The car looks fantastic and the car manufacturer is aiming for an increase in range of 30% thanks to advances in powertrain and larger capacity hydrogen tanks. Toyota only hopes that it will be able to sell this car in more places than the current locals in California and the island of Oahu (they are the only places with hydrogen stations).
During a presentation earlier this week in North Carolina, the automaker was closed with most of the actual technical specifications of the upcoming Mirai from 2021[ads1] other than the car being rear-wheel drive, quieter and more "engaging" behind the wheel. We have to wait for actual range numbers from the EPA, but if Toyota can subtract 30 percent range, it should keep the vehicle on the road for about 400 miles between tanks. Important for a vehicle with limited places to fill up.
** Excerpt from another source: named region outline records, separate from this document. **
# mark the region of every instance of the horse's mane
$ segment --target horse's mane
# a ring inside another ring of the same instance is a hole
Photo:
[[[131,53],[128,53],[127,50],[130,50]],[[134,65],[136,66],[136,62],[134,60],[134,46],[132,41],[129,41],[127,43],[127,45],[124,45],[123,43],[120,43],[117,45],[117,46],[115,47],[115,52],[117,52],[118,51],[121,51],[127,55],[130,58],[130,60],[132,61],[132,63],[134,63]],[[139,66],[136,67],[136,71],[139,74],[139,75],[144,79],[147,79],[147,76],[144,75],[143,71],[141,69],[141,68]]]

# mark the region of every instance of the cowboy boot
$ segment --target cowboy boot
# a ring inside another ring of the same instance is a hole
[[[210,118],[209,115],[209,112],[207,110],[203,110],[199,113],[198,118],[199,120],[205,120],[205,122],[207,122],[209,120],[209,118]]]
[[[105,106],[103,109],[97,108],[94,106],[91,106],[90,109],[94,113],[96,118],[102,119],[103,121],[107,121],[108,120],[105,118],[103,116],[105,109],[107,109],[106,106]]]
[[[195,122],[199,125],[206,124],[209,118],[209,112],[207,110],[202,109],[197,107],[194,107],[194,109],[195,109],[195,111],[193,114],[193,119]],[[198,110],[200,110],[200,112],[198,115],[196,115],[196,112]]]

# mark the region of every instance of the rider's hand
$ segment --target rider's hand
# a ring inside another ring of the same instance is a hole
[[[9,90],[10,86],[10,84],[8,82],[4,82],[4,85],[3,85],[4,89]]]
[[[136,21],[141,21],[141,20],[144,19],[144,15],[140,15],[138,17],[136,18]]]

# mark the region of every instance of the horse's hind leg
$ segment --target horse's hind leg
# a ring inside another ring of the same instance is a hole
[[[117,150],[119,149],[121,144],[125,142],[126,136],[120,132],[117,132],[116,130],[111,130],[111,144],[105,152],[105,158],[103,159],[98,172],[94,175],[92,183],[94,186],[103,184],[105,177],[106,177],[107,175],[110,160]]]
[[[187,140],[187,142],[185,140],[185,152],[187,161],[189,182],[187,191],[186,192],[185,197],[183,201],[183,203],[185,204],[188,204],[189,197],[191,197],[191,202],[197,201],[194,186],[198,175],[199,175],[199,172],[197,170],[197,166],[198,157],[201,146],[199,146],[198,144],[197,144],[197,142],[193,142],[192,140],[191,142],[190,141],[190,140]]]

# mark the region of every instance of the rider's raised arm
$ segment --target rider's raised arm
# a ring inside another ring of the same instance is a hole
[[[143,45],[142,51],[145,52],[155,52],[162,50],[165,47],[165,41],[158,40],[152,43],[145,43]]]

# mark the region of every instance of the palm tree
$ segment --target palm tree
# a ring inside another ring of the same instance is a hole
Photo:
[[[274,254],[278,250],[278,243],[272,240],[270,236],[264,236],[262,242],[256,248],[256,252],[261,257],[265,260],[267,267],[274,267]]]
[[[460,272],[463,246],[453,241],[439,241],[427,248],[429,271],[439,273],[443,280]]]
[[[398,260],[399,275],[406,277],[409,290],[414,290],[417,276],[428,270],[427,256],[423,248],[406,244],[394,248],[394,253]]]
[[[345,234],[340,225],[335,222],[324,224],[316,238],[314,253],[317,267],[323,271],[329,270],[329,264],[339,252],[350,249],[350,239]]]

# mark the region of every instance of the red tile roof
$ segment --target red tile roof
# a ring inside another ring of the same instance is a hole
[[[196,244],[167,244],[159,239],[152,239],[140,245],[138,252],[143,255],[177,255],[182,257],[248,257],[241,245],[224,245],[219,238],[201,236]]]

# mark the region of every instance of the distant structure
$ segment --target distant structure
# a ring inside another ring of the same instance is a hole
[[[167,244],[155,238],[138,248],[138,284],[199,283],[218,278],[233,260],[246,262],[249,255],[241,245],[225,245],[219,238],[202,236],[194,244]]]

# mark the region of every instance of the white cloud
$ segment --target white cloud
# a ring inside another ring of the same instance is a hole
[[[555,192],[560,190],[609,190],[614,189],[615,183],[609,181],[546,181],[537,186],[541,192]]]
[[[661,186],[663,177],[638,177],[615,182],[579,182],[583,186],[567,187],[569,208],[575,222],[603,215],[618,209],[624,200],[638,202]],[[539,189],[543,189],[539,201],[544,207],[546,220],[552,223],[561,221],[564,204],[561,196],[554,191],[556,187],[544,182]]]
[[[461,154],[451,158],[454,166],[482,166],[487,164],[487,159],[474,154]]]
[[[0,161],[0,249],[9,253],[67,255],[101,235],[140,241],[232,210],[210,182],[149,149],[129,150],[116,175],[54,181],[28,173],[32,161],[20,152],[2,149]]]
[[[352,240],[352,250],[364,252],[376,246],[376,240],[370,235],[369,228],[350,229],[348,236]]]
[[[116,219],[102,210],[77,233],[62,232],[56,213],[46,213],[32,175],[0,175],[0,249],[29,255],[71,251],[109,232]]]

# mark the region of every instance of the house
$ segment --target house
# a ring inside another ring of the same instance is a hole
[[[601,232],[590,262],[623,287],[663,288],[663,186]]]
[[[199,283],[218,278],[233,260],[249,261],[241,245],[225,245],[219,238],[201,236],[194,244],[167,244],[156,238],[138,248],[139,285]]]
The latest Mirai should be in showrooms by the end of 2020. It will join an increasing number of electrified Toyota vehicles. Over the past year, we've seen Carolla and Rav4 get a few batteries pushed into the frames for increased miles per gallon.
What we have not seen from the car manufacturer is a car electric vehicle (BEV) road map for the United States. The carmaker has plans for BEVs in China as of next year, but is the mum on when a battery-electric hit American shores. Sticking to hybrids (including the best-selling Prius) makes sense for the company that popularized the powertrain.
Toyota BEVs come to the United States. We just don't know when and instead, the carmaker will continue to rely on a fuel-fuel infrastructure that continues to underestimate growth. "I don't want to deny that we have had some frustration with the development," said Doug Murtha, vice president of business strategy and planning. But the company continues to see fuel cells as the future, and Murtha said he hoped that when the new Mirai comes on the market, they will see more network stability and more stations.
But it does not put all hope on just one drive. The company announced plans to create an electrified version of each car in its series by 2025.
Toyota has been working on hydrogen fuel cell technology started at the same time. So it has been an interesting long r oad to get to this point. When I drove the Mirai a few years back, I noticed that it was actually a Camry, which was a compliment. But this new car seems to bring fuel cells into the luxury world in a well-designed package. It's a car to look ahead too, and it could be a hit if the fuel-fuel infrastructure finally gathers it and gives people outside California and Hawaii a chance to try an electric car that doesn't need to plug into a wall.